It did indeed, although it should be noted that GNU tools have also been used for a wide variety of non-GPL projects over the years, mainly due to the fact that they capable of targeting a wide variety of platforms and architectures (which is of course due to their profoundly open nature).
"GNU has vocal proponents in the shape of Stallman and the FSF, while the BSD arena doesn't seem to have a similar counterpart."
This is very true. However, most non-Geeks haven't heard of the FSF or RMS, and a good many of those who have regard RMS in particular as being a fringe loony with a cabal of social misfits who worship him and therefore believe everything he says. Linus Torvalds is far more famous outside geekdom (and indeed inside it), and has I think done far more for Linux in particular than RMS because he presents it as something that has concrete benefits rather than part of a social movement consisting of what the public at large thinks of as people who get nosebleeds arguing about Star Trek and whether Spiderman could beat the Green Lantern.
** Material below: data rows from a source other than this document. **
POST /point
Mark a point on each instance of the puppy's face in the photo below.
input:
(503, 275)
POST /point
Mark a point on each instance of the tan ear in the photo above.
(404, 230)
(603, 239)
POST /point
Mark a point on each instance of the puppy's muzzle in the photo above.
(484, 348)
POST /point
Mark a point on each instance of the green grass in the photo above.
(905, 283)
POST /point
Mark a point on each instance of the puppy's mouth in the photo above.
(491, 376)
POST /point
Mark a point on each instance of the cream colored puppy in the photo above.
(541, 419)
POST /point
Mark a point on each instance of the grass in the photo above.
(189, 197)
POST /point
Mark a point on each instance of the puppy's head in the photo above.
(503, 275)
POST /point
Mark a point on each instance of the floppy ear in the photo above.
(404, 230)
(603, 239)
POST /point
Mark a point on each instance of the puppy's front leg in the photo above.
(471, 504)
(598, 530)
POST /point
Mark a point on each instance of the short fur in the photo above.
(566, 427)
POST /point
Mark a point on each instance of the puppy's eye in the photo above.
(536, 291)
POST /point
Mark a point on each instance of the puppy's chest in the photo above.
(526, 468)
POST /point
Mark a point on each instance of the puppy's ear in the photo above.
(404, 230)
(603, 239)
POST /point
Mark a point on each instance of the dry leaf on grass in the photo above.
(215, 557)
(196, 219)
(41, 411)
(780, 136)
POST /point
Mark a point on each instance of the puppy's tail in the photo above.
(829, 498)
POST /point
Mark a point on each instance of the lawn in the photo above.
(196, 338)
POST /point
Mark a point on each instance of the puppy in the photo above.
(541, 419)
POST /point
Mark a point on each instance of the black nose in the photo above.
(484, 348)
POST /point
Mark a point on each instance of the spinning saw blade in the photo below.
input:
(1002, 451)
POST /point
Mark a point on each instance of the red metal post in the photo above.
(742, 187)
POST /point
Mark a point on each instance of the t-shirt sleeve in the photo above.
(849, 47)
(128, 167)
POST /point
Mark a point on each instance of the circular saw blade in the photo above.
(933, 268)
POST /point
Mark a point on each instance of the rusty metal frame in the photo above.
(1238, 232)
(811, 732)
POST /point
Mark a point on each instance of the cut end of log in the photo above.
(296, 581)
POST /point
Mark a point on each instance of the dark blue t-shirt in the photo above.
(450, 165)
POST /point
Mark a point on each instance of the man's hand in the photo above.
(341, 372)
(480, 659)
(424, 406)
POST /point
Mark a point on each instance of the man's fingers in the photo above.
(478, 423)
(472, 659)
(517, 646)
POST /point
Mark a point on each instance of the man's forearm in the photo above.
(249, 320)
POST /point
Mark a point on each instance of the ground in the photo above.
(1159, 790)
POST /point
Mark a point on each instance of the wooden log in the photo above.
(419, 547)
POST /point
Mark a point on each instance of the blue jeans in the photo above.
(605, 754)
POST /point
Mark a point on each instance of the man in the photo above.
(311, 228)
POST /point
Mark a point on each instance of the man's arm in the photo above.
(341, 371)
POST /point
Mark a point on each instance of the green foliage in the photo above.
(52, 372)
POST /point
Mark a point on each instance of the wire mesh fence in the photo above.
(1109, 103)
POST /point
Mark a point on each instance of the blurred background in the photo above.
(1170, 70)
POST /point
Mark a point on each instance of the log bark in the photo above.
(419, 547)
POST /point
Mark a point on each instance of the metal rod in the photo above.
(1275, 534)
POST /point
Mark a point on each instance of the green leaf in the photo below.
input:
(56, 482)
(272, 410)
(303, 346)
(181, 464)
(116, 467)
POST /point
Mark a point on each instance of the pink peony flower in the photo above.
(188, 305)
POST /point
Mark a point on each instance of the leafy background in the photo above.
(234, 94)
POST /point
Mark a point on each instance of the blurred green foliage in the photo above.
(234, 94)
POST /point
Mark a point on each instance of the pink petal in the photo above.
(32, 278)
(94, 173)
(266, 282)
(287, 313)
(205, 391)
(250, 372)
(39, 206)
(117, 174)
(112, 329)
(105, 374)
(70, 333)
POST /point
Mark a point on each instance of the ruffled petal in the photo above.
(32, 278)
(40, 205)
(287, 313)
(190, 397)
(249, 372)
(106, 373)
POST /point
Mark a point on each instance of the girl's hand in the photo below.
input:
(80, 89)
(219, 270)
So perhaps it would be more accurate to say that what the BSDs lack is an equivalent for Linus, i.e. a person who is not only quite well known by both geeks and non-geeks, but also respected by both groups because he can talk to each of them in terms they understand without pissing many people off.
"None of the examples you cite are developed under the BSD license."
Where did I say they were? I stated that they are available under _less restrictive_ licenses than the GPL, period.
"Mozilla is GPL'd (the MPL is also available, which is also copyleft)".
You are correct -- I was wrong in this case.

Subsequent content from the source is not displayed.